The other day, I saw a tweet which suggested that Sarkeesian’s Tropes vs. Women in Video Games series was on par with peer-reviewed academic work, and I cringed. I then resisted the urge to reply and say “No, no it isn’t.” Here’s why. I don’t think that this series is on par with academically rigorous criticism – not by a long shot – and I would quite frankly be embarrassed to see an article written at this level of depth and discourse. However, Sarkeesian isn’t creating academic criticism – she’s creating a series of web videos designed to address the average game-playing human without, presumably, an academic degree, and as such, her series has come a very long way since the first episode of “Damsels in Distress.” It’s shaping into a good series for a wide audience that presents a solid base argument that should be the launching point for other, more comprehensive discussions.

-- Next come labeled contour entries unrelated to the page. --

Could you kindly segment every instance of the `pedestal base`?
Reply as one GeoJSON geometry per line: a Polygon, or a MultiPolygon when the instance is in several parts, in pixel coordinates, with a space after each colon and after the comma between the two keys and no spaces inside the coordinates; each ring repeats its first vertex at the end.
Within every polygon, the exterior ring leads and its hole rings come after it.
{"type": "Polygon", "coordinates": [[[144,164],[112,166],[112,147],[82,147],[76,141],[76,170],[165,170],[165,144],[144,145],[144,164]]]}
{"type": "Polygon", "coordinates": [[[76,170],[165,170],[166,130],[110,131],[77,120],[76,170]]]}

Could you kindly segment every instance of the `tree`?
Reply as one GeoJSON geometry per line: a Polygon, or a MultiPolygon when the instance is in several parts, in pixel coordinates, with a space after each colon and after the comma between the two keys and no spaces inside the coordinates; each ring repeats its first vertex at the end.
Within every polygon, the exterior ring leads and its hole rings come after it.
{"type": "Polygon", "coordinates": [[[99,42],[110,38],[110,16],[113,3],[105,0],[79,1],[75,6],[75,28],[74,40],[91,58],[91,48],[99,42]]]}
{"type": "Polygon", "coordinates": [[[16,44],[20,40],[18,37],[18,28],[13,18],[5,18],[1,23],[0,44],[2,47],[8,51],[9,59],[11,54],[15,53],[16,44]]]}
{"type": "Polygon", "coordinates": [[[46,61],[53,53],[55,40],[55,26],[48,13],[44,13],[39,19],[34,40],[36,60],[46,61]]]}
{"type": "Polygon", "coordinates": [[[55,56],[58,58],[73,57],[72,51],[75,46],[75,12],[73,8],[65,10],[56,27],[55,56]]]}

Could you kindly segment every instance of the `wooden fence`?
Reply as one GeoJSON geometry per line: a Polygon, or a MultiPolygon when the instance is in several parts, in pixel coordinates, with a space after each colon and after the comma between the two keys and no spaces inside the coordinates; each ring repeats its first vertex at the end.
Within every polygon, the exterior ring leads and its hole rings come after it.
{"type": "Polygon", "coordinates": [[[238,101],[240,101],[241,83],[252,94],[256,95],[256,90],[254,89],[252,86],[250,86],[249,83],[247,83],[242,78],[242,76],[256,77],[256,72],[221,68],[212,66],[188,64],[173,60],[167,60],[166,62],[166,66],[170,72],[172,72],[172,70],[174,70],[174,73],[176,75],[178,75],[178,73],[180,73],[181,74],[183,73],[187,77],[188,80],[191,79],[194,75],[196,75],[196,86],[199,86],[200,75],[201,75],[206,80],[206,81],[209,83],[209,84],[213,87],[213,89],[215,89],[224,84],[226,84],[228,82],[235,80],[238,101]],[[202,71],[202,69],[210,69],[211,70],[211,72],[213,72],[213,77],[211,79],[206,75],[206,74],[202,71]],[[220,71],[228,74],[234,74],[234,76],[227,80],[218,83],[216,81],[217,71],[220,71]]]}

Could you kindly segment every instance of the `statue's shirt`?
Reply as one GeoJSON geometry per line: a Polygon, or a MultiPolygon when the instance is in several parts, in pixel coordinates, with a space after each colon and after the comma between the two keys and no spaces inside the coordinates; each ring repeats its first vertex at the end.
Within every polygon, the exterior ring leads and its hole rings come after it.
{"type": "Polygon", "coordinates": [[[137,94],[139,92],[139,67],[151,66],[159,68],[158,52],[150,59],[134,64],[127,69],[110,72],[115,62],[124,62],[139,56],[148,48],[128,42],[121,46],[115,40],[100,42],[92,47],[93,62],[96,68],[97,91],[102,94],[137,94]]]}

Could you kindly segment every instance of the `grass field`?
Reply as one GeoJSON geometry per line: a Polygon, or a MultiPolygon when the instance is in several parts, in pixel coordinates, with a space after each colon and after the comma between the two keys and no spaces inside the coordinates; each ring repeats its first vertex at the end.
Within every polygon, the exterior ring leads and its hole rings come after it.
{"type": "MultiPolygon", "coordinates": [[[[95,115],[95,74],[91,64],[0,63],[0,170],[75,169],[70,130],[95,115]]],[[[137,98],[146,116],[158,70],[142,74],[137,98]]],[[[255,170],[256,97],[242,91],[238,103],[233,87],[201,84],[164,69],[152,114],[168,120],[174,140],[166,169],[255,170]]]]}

Yes, I pick these videos apart, focus on single instances like her dismissal of Dishonored’s criticism of despair or the princess in God of War III, but overall, I think that the work Sarkeesian is doing is valuable on multiple levels. First, she’s introducing difficult and complex theoretical concepts from feminist criticism to people with little or no exposure to them. Second, she’s raising awareness about the negative impact of sexism in popular culture media, including videogames. Third, she’s trying to elevate the discourse we use to talk about gender in gaming, and she’s succeeding; this video is far and away more thoughtful than her early videos, and it’s doing a much better job of pointing out why things are bad and what they can do right.
In short, Sarkeesian has done what many academics and critics hope to do: she’s managed to start a conversation – in which I am now participating – where she isn’t all right, but she definitely isn’t all wrong.